In this paper successive theories of poverty are applied to the findings of research carried out in 2002 to establish how the student experience of studying at university or TAFE was influenced by the level of their economic resources. The data indicates that many found it difficult financially and were working significant hours to ‘pay their way’. That research highlights, in conjunction with similar findings in other studies (Long and Hayden, 2001; LaTrobe University, 2000; Turale, 2001) that poverty has consequences for a student’s capacity to study effectively and to participate in a range of campus based socio-cultural and political activities.

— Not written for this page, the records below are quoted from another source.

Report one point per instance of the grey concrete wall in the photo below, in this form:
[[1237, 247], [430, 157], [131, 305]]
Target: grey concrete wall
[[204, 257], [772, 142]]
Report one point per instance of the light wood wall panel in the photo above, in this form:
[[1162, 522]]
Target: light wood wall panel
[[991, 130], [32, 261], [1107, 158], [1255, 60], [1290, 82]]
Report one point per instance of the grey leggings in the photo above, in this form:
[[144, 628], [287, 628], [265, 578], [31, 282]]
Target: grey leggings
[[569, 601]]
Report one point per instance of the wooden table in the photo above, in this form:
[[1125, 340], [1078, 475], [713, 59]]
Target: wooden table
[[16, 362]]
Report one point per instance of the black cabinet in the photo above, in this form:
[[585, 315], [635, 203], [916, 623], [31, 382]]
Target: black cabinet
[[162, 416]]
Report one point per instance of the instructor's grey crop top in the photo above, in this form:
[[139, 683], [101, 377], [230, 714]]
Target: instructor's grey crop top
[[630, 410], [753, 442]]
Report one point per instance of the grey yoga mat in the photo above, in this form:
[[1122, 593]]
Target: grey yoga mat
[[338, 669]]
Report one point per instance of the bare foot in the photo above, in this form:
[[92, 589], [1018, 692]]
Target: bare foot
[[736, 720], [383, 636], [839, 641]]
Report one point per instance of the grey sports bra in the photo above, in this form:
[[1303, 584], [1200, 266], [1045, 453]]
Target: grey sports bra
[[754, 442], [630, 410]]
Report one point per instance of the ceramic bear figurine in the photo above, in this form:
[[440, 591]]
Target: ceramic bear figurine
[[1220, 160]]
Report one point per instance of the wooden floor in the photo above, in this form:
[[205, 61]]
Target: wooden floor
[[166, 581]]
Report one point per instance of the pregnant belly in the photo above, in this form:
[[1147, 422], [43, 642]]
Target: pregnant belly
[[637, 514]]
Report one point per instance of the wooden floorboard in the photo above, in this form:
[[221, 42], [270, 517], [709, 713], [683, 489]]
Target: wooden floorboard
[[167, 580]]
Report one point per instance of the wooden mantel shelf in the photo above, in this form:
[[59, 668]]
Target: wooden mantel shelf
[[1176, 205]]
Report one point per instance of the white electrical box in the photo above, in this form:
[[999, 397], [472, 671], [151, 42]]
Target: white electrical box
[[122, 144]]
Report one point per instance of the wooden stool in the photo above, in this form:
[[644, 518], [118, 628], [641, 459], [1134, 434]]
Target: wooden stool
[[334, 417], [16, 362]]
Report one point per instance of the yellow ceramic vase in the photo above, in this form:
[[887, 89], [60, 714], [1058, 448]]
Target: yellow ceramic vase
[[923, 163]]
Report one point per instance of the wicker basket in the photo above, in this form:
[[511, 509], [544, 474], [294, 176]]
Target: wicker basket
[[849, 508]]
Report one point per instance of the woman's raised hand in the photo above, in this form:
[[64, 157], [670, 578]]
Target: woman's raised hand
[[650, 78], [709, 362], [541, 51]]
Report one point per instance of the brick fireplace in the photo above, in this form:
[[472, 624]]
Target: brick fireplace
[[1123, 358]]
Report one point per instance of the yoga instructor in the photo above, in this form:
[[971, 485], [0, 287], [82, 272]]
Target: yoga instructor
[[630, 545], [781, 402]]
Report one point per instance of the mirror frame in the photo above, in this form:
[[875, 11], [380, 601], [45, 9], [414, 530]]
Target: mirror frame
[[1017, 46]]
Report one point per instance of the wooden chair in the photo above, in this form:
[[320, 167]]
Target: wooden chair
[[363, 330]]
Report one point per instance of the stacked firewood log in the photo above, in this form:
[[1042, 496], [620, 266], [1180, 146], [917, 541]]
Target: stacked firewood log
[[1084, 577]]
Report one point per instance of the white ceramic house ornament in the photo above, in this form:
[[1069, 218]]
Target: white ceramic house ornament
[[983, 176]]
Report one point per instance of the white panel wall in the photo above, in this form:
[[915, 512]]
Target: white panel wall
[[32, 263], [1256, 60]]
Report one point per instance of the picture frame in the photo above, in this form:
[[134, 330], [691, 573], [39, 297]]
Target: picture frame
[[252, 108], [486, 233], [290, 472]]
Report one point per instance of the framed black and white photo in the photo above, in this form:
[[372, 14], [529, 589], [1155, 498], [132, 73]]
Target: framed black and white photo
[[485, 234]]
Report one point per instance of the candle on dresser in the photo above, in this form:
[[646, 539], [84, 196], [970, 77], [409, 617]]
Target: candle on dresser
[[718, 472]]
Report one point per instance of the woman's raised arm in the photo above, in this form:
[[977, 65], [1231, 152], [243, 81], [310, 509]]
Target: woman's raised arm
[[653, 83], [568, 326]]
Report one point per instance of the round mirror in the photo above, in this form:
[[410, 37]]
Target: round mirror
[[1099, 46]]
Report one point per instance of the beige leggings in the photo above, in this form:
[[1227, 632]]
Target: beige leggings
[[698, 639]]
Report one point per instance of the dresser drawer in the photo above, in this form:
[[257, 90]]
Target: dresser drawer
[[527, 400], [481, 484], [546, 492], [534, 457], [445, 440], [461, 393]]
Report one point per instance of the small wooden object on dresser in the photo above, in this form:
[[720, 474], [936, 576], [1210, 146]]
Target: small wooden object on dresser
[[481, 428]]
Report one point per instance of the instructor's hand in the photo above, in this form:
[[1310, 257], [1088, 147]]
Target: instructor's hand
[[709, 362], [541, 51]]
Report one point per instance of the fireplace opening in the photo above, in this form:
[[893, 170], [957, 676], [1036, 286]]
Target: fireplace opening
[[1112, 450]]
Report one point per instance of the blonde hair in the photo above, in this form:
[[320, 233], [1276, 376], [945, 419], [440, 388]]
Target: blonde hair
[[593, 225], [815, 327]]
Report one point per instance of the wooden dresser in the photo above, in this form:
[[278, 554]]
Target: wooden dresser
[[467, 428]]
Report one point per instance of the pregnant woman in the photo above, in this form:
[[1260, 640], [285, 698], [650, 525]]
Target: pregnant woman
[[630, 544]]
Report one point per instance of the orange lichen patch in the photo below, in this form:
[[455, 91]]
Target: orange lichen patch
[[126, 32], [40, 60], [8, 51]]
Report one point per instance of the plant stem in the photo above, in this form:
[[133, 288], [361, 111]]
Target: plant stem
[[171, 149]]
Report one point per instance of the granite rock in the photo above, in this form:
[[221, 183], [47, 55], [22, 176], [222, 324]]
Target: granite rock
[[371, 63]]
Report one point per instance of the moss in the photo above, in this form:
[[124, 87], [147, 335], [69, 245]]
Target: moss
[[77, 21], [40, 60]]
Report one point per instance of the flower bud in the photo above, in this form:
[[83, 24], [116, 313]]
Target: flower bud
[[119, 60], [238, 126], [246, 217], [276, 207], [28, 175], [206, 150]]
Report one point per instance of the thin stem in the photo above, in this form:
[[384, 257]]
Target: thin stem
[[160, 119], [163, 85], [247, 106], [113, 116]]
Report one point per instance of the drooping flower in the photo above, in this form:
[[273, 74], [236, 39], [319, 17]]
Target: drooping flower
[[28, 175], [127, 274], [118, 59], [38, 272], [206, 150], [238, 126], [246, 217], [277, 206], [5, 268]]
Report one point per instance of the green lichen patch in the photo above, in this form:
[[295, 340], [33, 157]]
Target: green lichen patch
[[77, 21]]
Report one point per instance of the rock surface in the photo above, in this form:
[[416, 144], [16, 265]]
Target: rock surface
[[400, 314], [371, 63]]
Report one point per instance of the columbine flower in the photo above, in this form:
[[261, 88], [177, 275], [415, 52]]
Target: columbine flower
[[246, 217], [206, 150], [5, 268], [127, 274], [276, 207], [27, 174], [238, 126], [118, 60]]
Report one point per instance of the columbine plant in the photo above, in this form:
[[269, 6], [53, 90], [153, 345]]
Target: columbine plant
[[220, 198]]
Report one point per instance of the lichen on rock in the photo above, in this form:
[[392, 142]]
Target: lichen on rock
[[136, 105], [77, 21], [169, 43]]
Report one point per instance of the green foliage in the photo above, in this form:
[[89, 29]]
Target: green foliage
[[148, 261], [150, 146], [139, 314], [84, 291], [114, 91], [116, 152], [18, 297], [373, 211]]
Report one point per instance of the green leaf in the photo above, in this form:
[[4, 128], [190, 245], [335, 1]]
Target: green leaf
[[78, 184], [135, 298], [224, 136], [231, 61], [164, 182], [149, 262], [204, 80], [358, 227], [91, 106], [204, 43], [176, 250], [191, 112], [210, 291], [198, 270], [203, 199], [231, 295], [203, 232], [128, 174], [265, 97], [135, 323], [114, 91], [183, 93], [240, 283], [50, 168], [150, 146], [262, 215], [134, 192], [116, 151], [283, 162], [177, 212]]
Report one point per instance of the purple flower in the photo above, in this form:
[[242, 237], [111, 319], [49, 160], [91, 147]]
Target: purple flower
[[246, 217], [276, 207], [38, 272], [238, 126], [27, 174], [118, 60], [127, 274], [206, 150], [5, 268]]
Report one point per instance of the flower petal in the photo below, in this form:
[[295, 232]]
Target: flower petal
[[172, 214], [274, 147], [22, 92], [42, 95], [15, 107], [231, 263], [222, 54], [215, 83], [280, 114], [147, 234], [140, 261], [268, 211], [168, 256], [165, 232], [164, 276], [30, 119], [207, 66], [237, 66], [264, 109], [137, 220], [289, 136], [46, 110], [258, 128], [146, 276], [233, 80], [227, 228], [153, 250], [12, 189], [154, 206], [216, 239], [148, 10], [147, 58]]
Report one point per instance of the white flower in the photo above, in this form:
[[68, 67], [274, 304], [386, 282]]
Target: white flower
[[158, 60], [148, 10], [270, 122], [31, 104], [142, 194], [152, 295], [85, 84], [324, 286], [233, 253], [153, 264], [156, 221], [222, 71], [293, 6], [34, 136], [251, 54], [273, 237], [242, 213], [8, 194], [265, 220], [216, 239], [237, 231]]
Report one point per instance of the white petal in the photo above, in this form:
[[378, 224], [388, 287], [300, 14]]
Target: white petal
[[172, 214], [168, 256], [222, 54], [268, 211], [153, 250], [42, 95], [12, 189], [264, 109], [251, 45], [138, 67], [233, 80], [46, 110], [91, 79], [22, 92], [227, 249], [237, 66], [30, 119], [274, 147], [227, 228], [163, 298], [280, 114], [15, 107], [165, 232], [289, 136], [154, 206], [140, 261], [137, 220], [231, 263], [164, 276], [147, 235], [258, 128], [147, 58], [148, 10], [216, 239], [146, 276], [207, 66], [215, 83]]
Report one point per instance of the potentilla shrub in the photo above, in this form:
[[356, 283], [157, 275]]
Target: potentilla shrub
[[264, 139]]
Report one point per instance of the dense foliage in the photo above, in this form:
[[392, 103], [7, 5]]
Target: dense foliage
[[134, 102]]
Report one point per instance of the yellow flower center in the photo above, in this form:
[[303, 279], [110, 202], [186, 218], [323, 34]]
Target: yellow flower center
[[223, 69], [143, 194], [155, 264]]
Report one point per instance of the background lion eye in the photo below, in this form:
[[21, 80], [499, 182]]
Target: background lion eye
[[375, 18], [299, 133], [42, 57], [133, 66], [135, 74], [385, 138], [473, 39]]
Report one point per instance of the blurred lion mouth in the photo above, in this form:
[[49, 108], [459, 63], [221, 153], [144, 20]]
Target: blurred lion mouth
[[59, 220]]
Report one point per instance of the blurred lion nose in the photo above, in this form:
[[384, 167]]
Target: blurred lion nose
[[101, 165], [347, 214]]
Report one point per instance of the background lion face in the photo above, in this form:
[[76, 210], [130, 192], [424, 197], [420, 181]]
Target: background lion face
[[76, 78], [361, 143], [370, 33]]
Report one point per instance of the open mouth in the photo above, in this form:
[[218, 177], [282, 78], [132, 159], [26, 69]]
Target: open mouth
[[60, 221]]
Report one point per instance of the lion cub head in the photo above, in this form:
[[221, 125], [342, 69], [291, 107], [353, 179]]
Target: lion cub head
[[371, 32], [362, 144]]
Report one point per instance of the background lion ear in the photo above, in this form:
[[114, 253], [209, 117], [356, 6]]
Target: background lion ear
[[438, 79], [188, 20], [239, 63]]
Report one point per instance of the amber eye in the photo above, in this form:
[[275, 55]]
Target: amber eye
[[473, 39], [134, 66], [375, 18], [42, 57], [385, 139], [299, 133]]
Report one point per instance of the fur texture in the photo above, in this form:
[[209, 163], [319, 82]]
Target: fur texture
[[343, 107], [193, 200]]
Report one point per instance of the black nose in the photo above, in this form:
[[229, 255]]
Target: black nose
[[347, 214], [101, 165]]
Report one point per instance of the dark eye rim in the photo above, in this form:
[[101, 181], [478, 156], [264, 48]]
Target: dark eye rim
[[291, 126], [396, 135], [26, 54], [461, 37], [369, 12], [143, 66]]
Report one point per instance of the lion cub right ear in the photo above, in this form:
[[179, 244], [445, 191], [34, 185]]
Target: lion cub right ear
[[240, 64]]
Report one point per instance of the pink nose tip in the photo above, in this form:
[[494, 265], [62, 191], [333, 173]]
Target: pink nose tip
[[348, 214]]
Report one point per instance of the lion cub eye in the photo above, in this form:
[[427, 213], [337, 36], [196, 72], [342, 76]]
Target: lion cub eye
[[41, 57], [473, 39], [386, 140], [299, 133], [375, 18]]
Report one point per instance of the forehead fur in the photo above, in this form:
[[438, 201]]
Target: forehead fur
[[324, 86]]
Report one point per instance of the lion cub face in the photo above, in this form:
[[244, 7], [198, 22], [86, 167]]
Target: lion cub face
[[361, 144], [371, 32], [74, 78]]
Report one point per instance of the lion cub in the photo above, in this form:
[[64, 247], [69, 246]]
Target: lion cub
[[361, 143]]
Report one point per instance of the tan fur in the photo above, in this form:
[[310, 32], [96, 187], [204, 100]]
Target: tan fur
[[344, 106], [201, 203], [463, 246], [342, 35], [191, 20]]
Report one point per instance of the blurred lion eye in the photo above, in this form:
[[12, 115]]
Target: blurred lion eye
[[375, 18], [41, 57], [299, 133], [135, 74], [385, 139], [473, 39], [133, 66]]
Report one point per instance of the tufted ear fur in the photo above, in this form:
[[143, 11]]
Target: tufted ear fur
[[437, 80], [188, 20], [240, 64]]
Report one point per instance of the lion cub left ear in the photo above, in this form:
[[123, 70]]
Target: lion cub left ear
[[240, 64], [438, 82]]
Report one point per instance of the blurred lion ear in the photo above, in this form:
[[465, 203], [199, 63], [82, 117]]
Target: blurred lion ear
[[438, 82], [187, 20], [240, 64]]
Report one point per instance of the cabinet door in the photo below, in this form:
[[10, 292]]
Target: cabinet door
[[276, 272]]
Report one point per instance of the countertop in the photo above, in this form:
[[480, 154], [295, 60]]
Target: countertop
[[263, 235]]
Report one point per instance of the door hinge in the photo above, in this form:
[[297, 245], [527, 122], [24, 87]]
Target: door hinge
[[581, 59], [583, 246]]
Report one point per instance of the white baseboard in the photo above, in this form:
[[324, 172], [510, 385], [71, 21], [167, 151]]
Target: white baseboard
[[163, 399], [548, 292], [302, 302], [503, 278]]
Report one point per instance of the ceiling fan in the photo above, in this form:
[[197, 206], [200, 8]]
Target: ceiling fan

I begin the paper by considering the heuristic value of ‘a Rowntree-Henderson approach’ to understanding student poverty. The question is asked whether the construction of a ‘poverty line’ and establishing objective measures of poverty helps to grasp the experience of many university students in the early 2000s. I then turn to Townsend’s (1979) model where he makes a distinction between absolute and relative poverty to see what useful insights his approach provides for contemporary research into student poverty. Thirdly, I consider the relevance of more recent thinking that uses the language of participation and social exclusion (Jones and Smith, 1999). Finally I consider the value of the constructivist approach with its emphasis on language, (particularly the function of metaphors) and the generative role of researchers, and ask what heuristic value this last model has for appreciating the experiences of contemporary university students. I argue that more attention should be paid to the role of constructive schemes in policy research generally and in poverty research more specifically.